Serologically Defined Colon Cancer Antigen 3 Is Necessary for the Presentation of TNF Receptor 1 on Cell Surface

Abstract

Tumor necrosis factor (TNF) induces apoptosis in sensitive cells in culture when used in combination with inhibitors of transcription or translation. We applied the genetic suppressor element (GSE) methodology to search for the genetic elements protecting NIH3T3 cells from TNF-stimulated death. Ten putative GSEs were isolated from TNF-resistant cells, one of which (GSE0-1) corresponded to the cDNA sequence known as the mouse homolog of human serologically defined colon cancer antigen 3 (SDCCAG3).
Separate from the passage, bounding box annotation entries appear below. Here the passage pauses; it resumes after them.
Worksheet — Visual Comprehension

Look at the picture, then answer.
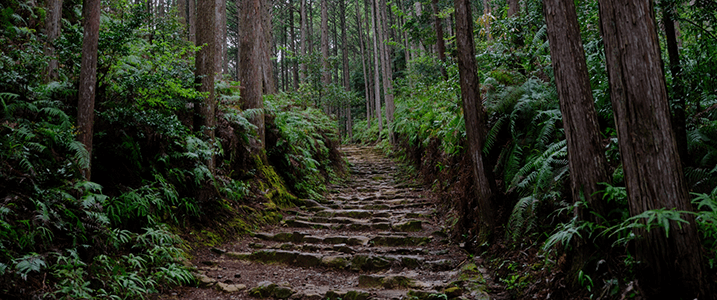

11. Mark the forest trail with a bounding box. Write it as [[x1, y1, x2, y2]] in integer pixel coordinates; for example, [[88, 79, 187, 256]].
[[160, 147, 492, 300]]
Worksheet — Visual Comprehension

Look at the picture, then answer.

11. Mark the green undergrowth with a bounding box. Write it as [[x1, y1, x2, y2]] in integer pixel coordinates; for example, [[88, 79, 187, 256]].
[[0, 2, 345, 299]]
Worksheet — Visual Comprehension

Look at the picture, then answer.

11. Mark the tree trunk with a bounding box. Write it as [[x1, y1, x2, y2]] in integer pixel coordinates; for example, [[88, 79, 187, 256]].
[[599, 0, 713, 299], [214, 0, 227, 77], [187, 0, 197, 44], [289, 0, 303, 91], [321, 0, 331, 86], [300, 0, 309, 83], [508, 0, 516, 17], [371, 0, 383, 136], [543, 0, 608, 222], [339, 0, 351, 92], [660, 0, 690, 165], [431, 0, 448, 80], [239, 0, 266, 148], [454, 0, 497, 244], [543, 0, 609, 286], [45, 0, 62, 83], [257, 0, 276, 93], [356, 3, 371, 128], [194, 0, 219, 173], [376, 0, 396, 144], [77, 0, 101, 181]]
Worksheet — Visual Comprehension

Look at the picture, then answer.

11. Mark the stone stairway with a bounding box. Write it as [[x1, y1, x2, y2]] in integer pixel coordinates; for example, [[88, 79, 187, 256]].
[[174, 147, 498, 300]]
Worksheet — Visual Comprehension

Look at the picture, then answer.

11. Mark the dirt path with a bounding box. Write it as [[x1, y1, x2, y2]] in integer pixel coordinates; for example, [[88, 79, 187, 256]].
[[160, 148, 498, 300]]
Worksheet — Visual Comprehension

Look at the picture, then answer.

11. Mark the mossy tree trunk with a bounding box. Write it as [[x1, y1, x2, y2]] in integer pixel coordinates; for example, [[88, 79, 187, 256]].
[[599, 0, 714, 299]]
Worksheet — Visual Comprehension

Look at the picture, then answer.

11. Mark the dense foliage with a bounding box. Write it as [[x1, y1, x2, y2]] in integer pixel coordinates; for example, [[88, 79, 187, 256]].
[[355, 1, 717, 298], [0, 1, 343, 299]]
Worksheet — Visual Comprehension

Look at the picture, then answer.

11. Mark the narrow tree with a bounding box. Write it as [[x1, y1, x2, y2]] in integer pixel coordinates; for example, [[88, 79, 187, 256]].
[[599, 0, 714, 299], [454, 0, 496, 242], [356, 3, 371, 128], [321, 0, 331, 85], [77, 0, 100, 180], [239, 0, 266, 148], [660, 0, 690, 164], [194, 0, 219, 172], [376, 0, 396, 144], [543, 0, 608, 282], [289, 0, 303, 91], [370, 0, 383, 136], [431, 0, 448, 79], [257, 0, 276, 94], [45, 0, 62, 82]]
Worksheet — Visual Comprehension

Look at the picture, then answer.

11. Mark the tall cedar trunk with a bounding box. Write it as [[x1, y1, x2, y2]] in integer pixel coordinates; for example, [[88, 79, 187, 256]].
[[660, 0, 690, 165], [454, 0, 496, 244], [45, 0, 62, 82], [257, 0, 276, 94], [329, 13, 343, 85], [187, 0, 197, 44], [214, 0, 227, 77], [370, 0, 383, 136], [356, 3, 371, 128], [599, 0, 713, 299], [339, 0, 351, 92], [177, 0, 189, 38], [239, 0, 266, 148], [219, 0, 229, 78], [289, 0, 303, 91], [413, 2, 426, 56], [77, 0, 100, 181], [194, 0, 218, 172], [235, 0, 243, 80], [306, 0, 314, 56], [543, 0, 609, 286], [300, 0, 309, 83], [431, 0, 448, 79], [508, 0, 516, 17], [376, 0, 396, 144], [321, 0, 331, 86], [543, 0, 608, 222]]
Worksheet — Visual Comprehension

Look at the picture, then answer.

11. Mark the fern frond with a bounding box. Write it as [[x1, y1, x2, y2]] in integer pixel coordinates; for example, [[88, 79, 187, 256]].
[[65, 140, 90, 169]]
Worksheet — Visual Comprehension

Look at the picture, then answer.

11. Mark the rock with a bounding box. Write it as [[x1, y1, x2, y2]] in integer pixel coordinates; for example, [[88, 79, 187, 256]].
[[443, 286, 463, 298], [393, 220, 423, 231], [217, 282, 246, 293], [321, 256, 349, 269], [196, 274, 217, 287], [209, 247, 227, 255]]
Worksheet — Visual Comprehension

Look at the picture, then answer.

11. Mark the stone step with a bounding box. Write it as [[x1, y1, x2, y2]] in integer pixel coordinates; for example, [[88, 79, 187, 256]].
[[249, 232, 433, 247], [281, 217, 425, 232], [225, 250, 454, 272]]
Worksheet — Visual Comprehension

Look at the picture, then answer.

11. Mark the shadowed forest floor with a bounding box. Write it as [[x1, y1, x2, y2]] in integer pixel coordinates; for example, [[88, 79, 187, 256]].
[[159, 147, 502, 300]]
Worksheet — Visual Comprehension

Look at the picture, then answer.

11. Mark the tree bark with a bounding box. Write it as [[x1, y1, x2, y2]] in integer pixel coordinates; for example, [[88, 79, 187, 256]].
[[370, 0, 383, 140], [339, 0, 351, 92], [454, 0, 497, 244], [45, 0, 62, 83], [289, 0, 303, 91], [239, 0, 266, 148], [321, 0, 331, 85], [599, 0, 713, 299], [543, 0, 609, 286], [194, 0, 219, 173], [660, 0, 690, 165], [257, 0, 276, 93], [77, 0, 101, 181], [376, 0, 396, 144], [300, 0, 309, 83], [508, 0, 516, 17], [356, 3, 371, 128], [543, 0, 608, 222], [431, 0, 448, 80]]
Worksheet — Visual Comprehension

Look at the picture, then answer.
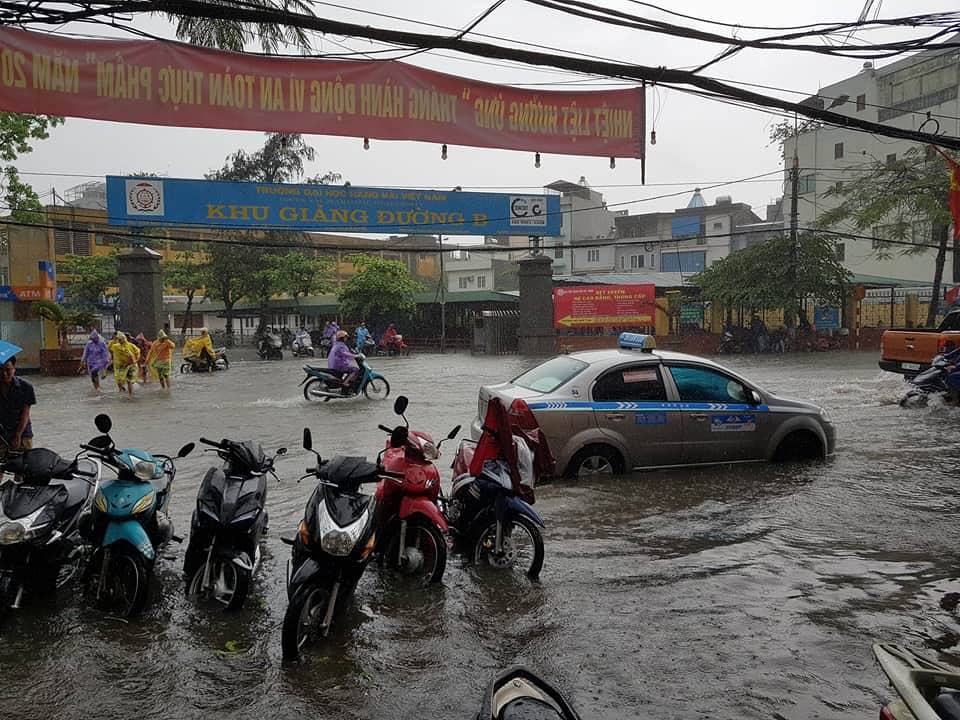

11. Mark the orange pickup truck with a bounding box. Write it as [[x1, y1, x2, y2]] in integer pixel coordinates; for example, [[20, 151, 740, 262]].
[[880, 310, 960, 375]]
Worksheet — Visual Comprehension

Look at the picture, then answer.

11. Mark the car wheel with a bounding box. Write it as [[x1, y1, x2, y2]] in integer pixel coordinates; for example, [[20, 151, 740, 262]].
[[567, 445, 623, 478]]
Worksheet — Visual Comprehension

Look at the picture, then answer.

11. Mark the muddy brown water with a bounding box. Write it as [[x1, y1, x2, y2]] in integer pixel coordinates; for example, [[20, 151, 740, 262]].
[[0, 353, 960, 720]]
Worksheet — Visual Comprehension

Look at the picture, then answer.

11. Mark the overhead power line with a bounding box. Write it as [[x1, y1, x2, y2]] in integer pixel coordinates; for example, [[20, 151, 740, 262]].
[[7, 0, 960, 150]]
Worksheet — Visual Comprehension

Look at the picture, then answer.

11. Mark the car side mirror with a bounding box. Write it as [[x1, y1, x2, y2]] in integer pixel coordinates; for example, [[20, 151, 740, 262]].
[[93, 413, 113, 435]]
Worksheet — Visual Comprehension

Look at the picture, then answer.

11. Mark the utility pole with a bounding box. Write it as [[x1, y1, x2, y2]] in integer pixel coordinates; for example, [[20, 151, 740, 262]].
[[790, 152, 800, 328], [437, 235, 447, 355]]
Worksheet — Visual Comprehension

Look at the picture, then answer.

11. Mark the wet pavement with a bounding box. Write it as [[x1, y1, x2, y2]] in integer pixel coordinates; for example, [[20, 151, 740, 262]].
[[0, 353, 960, 720]]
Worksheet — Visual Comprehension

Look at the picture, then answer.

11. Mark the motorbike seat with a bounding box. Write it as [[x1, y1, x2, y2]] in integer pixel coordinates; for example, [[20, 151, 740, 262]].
[[3, 448, 75, 485]]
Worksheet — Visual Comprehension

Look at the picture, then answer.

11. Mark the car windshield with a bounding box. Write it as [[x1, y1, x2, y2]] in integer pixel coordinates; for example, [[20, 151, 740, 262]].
[[510, 355, 587, 392]]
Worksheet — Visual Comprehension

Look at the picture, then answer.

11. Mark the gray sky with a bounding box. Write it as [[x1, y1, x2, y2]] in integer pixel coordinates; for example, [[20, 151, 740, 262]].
[[18, 0, 956, 231]]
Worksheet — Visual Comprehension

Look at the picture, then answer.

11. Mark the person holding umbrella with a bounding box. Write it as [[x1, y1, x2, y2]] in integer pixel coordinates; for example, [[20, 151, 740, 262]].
[[0, 341, 37, 455]]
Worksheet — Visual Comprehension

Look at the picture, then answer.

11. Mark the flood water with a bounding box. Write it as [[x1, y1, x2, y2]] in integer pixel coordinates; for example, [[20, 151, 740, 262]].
[[0, 353, 960, 720]]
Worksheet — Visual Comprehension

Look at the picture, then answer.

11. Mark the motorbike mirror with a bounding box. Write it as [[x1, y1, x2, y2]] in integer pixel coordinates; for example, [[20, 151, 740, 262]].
[[390, 425, 410, 447], [93, 413, 113, 435]]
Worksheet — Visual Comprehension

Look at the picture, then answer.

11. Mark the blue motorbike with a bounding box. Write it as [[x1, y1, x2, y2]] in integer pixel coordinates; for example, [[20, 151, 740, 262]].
[[80, 414, 194, 617], [300, 353, 390, 402]]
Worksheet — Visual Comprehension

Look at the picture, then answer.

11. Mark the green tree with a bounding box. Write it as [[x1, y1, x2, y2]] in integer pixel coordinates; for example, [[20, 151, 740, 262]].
[[691, 233, 851, 314], [57, 252, 117, 306], [0, 112, 63, 223], [163, 252, 207, 337], [337, 255, 423, 320], [817, 147, 951, 326]]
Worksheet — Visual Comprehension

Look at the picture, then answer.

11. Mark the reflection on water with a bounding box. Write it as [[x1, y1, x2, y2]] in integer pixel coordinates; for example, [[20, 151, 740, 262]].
[[0, 353, 960, 718]]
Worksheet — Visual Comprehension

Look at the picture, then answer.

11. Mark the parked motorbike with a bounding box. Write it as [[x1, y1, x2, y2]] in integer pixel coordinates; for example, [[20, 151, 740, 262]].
[[80, 414, 194, 617], [376, 395, 460, 583], [300, 353, 390, 402], [257, 332, 283, 360], [183, 438, 287, 610], [281, 428, 380, 660], [290, 336, 317, 357], [476, 665, 580, 720], [873, 643, 960, 720], [180, 348, 230, 373], [0, 448, 100, 613], [441, 398, 553, 579], [900, 348, 960, 407]]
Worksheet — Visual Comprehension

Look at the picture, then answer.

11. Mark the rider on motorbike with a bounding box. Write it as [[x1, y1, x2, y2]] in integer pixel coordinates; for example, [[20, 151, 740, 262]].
[[327, 330, 359, 395], [183, 328, 217, 372]]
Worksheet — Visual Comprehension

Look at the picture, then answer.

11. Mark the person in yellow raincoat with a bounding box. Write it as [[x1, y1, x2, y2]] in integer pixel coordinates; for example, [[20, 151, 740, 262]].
[[107, 332, 140, 397], [146, 330, 176, 390], [183, 328, 217, 372]]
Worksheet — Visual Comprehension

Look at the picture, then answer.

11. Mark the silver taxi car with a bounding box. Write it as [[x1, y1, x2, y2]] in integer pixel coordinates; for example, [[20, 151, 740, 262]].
[[471, 333, 836, 477]]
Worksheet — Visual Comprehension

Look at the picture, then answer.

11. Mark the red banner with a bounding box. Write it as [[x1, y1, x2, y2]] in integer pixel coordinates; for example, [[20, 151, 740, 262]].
[[0, 28, 644, 158], [553, 283, 656, 329]]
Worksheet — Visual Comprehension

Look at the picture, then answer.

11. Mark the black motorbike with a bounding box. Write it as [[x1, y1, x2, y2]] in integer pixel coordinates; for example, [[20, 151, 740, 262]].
[[476, 665, 580, 720], [257, 332, 283, 360], [183, 438, 287, 610], [282, 429, 381, 660], [0, 448, 100, 613], [900, 348, 960, 407]]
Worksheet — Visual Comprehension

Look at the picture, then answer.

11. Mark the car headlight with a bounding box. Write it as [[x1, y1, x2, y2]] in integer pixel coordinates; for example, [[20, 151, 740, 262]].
[[423, 442, 440, 460], [133, 460, 157, 481], [130, 492, 157, 515], [0, 522, 26, 545]]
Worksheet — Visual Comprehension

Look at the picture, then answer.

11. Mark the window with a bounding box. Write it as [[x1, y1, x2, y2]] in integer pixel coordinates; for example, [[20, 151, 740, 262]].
[[660, 250, 707, 273], [797, 175, 817, 195], [510, 355, 590, 393], [593, 363, 667, 402], [670, 367, 750, 403]]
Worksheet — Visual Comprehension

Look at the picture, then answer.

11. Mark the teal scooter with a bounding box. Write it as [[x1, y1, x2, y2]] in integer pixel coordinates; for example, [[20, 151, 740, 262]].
[[80, 414, 194, 617]]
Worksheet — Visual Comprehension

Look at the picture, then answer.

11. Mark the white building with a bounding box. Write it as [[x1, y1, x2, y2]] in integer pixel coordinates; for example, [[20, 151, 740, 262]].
[[784, 42, 960, 282]]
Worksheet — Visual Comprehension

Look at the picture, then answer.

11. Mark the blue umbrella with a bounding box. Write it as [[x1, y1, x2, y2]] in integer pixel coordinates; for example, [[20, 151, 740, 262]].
[[0, 340, 23, 365]]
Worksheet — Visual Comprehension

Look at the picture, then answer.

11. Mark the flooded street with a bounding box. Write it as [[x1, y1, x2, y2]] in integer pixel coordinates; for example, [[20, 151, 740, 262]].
[[0, 353, 960, 720]]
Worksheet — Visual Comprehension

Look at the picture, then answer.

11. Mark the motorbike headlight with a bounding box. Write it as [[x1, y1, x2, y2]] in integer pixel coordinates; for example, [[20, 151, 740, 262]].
[[133, 460, 157, 481], [0, 522, 26, 545], [130, 492, 157, 515]]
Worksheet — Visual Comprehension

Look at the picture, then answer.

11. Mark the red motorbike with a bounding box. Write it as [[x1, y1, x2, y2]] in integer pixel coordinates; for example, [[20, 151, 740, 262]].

SDCCAG3 protein contains the region similar to the coiled-coil domain of the myosin tail. The same domain is present in the proteins related to the organelles/proteins trafficking, such as kinesin, Golgin-160, and dynein. We proposed that the SDCCAG3 function might be related to protein trafficking and secretion. The expression of the coiledcoil domain as the dominant negative mutant form of SDCCAG3 made the NIH3T3 and HeLa cells resistant to TNF-specific apoptosis. The presentation of TNFR1 at the surface of these cells was reduced, which affected the sensitivity of the cells to the TNF treatment. We recently showed that the inhibition of protein trafficking and secretion depleted the unstable TNFR1 from plasma membrane. The inhibition of SDCCAG3 activity by its dominant negative mutant suppressed the protein trafficking and secretion, and decreased TNFR1 presentation on the cell surface. Based on these results, we presume that SDCCAG3 is important for protein trafficking and presentation of TNFR1 on the cell surface. Therefore, SDCCAG3 can be viewed as a potential target for modulation of TNF response.